One of my favorite stops of the day was at the gravensteen – a 12th century castle only a few blocks away from the central downtown area.
We paid for the 45-minute handheld audio guide tour as we entered, which was delivered by a Flemish comedian. Many of the jokes were corny, but it was an interesting take on the often dry and boring historical audio guides you typically find at these sorts of sites.
The guide covered the turbulent history of the region and the castle’s inhabitants as we explored the gatehouse, ramparts, keep, count’s residence, and stables. This was an entertaining, informative, and family-friendly stop.
Graslei and Korenlei (east and west banks)
Although we didn’t have blur skies, we also didn’t have wind or rain as we walked around downtown Ghent. Despite the odd weather we thoroughly enjoyed the Flemish architects and exploring the east and west banks of the River Leie where quite a few people were walking the banks, catching canal tours, and more.

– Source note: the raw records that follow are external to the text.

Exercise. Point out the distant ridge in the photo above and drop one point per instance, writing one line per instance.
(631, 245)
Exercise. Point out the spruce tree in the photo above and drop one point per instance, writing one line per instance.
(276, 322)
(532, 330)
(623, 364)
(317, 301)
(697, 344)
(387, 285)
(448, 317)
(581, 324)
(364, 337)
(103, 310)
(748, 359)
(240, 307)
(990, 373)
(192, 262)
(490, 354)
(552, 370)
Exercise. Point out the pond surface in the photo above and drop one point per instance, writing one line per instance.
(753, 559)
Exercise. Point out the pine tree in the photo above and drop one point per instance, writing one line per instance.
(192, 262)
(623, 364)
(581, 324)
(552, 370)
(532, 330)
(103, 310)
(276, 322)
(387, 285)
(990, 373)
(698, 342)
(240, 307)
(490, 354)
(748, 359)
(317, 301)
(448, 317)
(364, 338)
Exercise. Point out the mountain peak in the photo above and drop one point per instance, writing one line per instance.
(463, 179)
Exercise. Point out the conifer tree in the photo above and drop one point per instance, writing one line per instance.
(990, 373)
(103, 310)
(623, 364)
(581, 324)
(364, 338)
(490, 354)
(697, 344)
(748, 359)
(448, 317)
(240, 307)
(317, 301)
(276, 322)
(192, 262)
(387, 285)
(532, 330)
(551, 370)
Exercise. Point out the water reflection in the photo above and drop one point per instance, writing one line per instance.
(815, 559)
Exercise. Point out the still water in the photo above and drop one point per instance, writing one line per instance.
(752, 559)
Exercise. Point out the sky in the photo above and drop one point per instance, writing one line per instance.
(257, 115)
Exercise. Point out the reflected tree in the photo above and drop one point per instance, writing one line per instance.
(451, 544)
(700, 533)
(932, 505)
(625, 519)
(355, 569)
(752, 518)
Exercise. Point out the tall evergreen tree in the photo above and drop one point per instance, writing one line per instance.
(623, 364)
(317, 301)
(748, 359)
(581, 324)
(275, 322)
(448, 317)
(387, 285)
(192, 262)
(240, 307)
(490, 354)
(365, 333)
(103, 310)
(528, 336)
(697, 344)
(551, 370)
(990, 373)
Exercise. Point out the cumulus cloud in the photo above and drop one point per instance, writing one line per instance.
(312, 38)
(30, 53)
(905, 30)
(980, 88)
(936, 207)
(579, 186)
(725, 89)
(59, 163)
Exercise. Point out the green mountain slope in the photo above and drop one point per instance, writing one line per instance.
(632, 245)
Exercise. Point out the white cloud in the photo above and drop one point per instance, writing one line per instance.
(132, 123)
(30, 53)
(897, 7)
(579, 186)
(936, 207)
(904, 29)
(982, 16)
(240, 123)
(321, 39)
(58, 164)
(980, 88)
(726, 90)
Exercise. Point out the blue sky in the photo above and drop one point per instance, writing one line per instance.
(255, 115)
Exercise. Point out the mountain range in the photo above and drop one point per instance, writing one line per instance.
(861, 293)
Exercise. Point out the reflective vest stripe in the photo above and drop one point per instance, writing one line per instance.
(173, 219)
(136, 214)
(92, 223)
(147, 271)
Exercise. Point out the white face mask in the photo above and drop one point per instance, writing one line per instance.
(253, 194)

Although St. Michael’s church wasn’t open, we did cross over its famed stone arch bridge, which offered one of the best views of the quays.
The one church on our list that was open was St. Bavo’s Cathedral right beside the belfort. While a church has been at its site since 942, the oldest elements in the church date from the 12th century and the church has undergone a number of changes since then.
About the middle of the 16th century, the building had the appearance it still has today. But other changes were afoot. In 1536, by order of Emperor Charles V, the centuries-old St. Bavo’s Abbey was closed down, most of the abbey was demolished after the Ghent revolt in 1540 and converted into barracks. The abbot and monks of this abbey were secularized and given the title of canon. Their chapter was transferred to the Sint Janskerk, which was then called Sint Baafskerk. The diocese of Ghent was established in 1559 and the church became St Bavo’s Cathedral.https://www.sintbaafskathedraal.be/nl/geschiedenis/bouwgeschiedenis/
Although much newer than most aspects of the cathedral, I particularly enjoyed the colorful stained glass windows. They had a more modern design and there were so many to peruse as we walked around inside.
Our day in Ghent flew by and we were soon on the train back to Brussels for dinner. We could have easily spent the night and enjoyed a few more meals downtown – we really enjoyed Ghent and highly recommend making it one of your stops in Belgium!
One thought on “How to Spend A Day in Ghent, Belgium”
Very interesting, I particularly found the graffiti alley to be a great idea and a cool place for artists to express themselves. The cathedral was beautiful especially the stained glass windows. The picture of the altar with the stained glass windows above is breathtakingly beautiful.